Abstract

Computational analysis, modeling, and prediction of many phenomena in materials require a three-dimensional (3D) microstructure sample that embodies the salient features of the material system under study. Since acquiring 3D microstructural images is expensive and time-consuming, an alternative approach is to extrapolate a 2D image (aka exemplar) into a virtual 3D sample and thereafter use the 3D image in the analyses and design. In this paper, we introduce an efficient and novel approach based on transfer learning to accomplish this extrapolation-based reconstruction for a wide range of microstructures including alloys, porous media, and polycrystalline. We cast the reconstruction task as an optimization problem where a random 3D image is iteratively refined to match its microstructural features to those of the exemplar.

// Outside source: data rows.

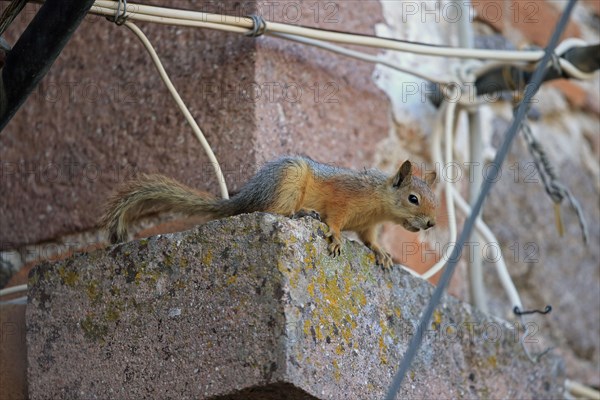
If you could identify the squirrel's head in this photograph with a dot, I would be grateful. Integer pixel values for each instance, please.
(414, 201)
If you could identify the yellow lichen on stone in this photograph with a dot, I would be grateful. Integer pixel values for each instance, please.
(336, 371)
(338, 299)
(207, 259)
(437, 319)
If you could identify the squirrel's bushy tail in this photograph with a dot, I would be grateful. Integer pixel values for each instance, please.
(155, 193)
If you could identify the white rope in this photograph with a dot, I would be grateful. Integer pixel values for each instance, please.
(237, 24)
(182, 106)
(449, 114)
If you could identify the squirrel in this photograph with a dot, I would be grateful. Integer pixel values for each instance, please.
(293, 186)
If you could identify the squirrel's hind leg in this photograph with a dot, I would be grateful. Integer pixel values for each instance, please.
(382, 257)
(307, 213)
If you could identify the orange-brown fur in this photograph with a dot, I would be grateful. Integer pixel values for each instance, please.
(344, 199)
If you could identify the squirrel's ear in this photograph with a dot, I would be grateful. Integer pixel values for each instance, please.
(429, 178)
(403, 173)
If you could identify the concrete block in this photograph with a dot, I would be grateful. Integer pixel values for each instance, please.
(253, 306)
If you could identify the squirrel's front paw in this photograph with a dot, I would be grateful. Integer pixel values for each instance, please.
(335, 244)
(383, 258)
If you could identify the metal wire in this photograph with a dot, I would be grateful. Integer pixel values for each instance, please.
(555, 189)
(530, 91)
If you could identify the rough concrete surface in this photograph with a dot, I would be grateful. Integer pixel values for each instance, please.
(254, 304)
(102, 113)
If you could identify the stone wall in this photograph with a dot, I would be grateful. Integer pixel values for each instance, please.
(102, 114)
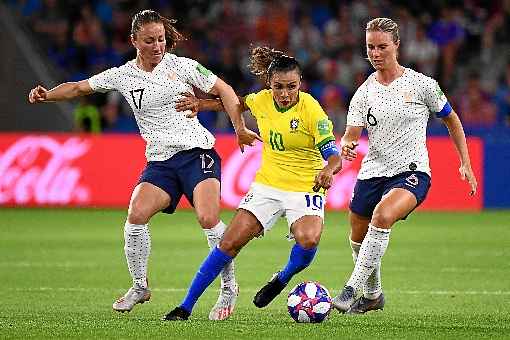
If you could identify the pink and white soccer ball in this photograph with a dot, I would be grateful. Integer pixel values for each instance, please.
(309, 301)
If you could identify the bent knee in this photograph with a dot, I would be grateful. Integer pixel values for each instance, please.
(208, 220)
(309, 241)
(383, 219)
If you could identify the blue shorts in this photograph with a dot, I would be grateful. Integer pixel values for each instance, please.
(181, 173)
(369, 192)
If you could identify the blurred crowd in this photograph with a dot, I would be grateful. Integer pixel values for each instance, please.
(462, 44)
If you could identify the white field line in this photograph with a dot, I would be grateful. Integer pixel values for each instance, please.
(251, 290)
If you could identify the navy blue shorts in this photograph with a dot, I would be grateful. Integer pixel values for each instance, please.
(368, 192)
(181, 173)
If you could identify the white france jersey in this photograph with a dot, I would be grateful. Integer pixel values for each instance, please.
(396, 117)
(152, 97)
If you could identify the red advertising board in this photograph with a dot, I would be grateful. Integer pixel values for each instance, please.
(101, 171)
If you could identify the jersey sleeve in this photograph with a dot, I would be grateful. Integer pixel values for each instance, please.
(435, 99)
(321, 127)
(357, 107)
(197, 75)
(105, 81)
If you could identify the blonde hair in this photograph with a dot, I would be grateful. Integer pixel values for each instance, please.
(384, 25)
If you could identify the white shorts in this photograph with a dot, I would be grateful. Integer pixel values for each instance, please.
(268, 204)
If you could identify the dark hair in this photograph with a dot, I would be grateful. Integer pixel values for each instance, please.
(172, 36)
(265, 61)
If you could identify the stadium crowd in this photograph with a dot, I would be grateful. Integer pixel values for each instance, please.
(463, 44)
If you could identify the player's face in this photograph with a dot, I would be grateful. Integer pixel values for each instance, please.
(285, 86)
(150, 42)
(381, 50)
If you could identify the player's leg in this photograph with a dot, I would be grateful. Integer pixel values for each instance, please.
(243, 228)
(307, 232)
(206, 199)
(305, 215)
(395, 205)
(146, 200)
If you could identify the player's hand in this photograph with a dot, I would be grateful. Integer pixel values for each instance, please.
(466, 174)
(246, 137)
(324, 179)
(188, 102)
(348, 151)
(37, 95)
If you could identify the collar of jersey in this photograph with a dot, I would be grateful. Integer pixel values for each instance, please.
(283, 110)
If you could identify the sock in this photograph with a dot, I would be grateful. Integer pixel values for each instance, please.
(205, 275)
(372, 249)
(214, 235)
(299, 259)
(137, 247)
(373, 287)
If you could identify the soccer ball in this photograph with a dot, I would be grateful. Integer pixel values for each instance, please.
(309, 301)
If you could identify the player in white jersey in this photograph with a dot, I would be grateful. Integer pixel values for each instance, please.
(393, 105)
(180, 155)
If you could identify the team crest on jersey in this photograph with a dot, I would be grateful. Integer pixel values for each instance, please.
(203, 70)
(323, 127)
(172, 75)
(294, 124)
(412, 181)
(248, 197)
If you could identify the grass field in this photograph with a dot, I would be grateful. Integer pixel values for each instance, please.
(445, 276)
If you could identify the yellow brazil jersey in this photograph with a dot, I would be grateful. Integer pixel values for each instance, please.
(290, 157)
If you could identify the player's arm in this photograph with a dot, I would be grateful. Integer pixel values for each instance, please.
(349, 142)
(329, 152)
(61, 92)
(456, 132)
(194, 104)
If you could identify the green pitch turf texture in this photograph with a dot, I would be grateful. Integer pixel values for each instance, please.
(445, 275)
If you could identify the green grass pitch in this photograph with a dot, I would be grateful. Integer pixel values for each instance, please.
(445, 276)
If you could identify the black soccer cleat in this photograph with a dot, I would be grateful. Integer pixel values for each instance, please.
(267, 293)
(363, 305)
(177, 314)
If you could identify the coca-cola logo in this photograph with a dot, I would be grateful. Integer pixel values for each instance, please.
(239, 169)
(39, 169)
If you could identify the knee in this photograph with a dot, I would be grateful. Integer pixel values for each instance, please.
(208, 219)
(137, 214)
(309, 241)
(229, 247)
(382, 219)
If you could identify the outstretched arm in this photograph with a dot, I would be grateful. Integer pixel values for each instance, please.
(63, 91)
(456, 132)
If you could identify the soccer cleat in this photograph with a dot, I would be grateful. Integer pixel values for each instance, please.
(344, 300)
(225, 304)
(363, 305)
(131, 298)
(267, 293)
(177, 314)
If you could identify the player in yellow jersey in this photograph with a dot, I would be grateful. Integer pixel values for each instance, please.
(291, 181)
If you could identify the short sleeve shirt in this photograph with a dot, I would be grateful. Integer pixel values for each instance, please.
(396, 117)
(152, 97)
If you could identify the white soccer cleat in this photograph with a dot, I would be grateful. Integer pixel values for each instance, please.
(225, 304)
(131, 298)
(344, 300)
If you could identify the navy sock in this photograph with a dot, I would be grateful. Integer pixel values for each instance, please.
(208, 271)
(299, 259)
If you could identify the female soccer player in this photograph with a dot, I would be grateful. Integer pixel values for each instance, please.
(394, 105)
(179, 151)
(296, 132)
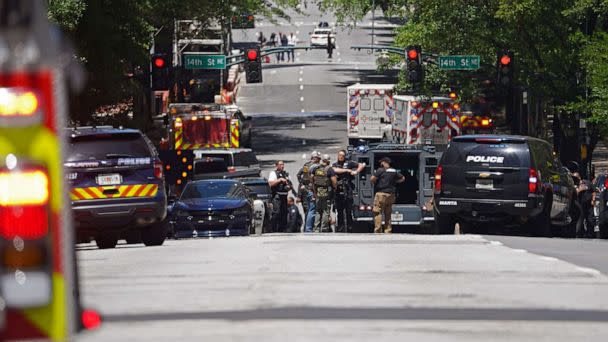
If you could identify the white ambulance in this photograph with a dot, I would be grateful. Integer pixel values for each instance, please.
(370, 112)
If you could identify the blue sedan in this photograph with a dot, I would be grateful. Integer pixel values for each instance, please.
(210, 208)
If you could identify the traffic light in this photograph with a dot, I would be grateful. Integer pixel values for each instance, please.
(415, 72)
(504, 66)
(253, 65)
(161, 71)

VGG19, a pre-trained deep convolutional neural network, constitutes the backbone of this optimization where it is used to obtain the microstructural features and construct the objective function. By augmenting the architecture of VGG19 with a permutation operator, we enable it to take 3D images as inputs and generate a collection of 2D features that approximate an underlying 3D feature map. We demonstrate the applications of our approach with nine examples on various microstructure samples and image types (grayscale, binary, and RGB). As measured by independent statistical metrics, our approach ensures the statistical equivalency between the 3D reconstructed samples and the corresponding 2D exemplar quite well.